Sauf que le processus a changé de sitcoms comiques plus ou moins réussis et séries assez lourdes des dernières années, la production télévisuelle algérienne a changé, dramas plus complexes, avec comme point de départ l’excellent Sultan Achour de Djaffar Gacem, qui avec ses 40% de parts d’audience (Echourouk TV) a connu un gros succès, à tel point que des produits dérivés ont vu le jour, y compris un jeu vidéo disponible sur le PlayStore d’Apple. Sursaut qualitatif ? Oui, Yahia Mouzahem, réalisateur entre autres de Eddama, confirme: «Je pense pour ma part qu’on a atteint un niveau excellent, mais dans le même temps, on constate qu’il y a trop de mélange de genres, on a encore besoin de travailler sur les bases et les techniques de l’écriture et de la mise en scène.» 
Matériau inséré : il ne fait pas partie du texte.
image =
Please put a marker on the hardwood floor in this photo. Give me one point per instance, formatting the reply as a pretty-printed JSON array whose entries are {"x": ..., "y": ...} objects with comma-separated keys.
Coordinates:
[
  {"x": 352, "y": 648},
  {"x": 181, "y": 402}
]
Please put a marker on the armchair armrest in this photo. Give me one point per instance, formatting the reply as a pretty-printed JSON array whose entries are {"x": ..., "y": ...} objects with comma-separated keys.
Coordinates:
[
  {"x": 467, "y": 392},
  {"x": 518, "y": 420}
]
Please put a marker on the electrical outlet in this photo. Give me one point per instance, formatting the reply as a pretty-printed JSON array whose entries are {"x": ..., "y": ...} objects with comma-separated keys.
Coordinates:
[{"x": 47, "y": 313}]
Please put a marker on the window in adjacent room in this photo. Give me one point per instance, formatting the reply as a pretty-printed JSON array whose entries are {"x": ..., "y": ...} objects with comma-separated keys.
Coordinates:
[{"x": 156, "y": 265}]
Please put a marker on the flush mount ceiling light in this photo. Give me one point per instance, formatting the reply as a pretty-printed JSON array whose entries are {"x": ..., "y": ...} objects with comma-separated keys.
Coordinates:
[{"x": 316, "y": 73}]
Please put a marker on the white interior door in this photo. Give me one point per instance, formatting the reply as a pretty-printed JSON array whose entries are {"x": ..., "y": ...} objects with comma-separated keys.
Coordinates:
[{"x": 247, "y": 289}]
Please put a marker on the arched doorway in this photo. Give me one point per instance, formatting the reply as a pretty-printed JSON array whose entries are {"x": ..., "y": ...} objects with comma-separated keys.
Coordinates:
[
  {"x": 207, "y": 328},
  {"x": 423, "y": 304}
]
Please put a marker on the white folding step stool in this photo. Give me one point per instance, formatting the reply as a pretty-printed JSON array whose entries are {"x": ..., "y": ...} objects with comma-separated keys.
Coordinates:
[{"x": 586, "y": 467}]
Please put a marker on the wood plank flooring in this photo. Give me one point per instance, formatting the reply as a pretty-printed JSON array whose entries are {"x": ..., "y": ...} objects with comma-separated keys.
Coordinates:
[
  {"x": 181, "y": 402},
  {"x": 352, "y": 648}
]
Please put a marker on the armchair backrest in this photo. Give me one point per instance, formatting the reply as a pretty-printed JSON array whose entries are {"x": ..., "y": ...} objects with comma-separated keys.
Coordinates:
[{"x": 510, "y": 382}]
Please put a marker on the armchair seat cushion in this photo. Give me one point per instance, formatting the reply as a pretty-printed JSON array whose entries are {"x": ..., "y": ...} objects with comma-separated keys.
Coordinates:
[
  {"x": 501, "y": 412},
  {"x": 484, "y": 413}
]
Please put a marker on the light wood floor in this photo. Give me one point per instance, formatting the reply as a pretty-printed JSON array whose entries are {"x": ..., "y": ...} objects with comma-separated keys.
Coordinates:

Les chiffres sont pourtant là, 100 millions de vues cumulées sur Youtube pour Eddama, ce qui dépasse donc le seul public algérien, et les prix qui vont avec, Nabil Asli élu «meilleur acteur de série maghrébine ramadan 2023» pour son rôle de l’As dans la série El Batha, et dans la catégorie «meilleures séries ramadan», c’est bien sûr Eddama, de Yahia Mouzahem qui a gagné le titre selon un sondage organisé par la plate-forme et Bilarabi. Eddama, encore elle, a été élue première aux Arab Drama Critics Awards devançant de grosses productions égyptiennes, libanaises et syriennes. Mais pourquoi ramadan et pas le reste de l’année ?  Idir Benaïbouche, comédien, a trouvé la solution : «Il faudrait instituer deux ou trois ramadans par an pour que tout le monde puisse travailler, acteurs, techniciens, réalisateurs», plaisante-t-il. 
Sponsors et consorts

Malgré le titre Aïn el djenna, de la série réalisée cette année par Karim Moussaoui, preuve que même les cinéastes sont intéressés par ce type de format, nous ne sommes pas encore au paradis télévisuel, et l’argent reste évidemment le nerf de la guerre. Les chaînes TV achètent les séries ou les passent gratuitement en échange de publicités dont la monétisation est rétrocédée au producteur de la série et les sponsors qui se bousculent pendant le ramadan disparaissent juste après, se placer en prime time pendant ce mois où tout le monde regarde la télévision leur semble suffisant, surtout parce qu’il s’agit de gros sous. 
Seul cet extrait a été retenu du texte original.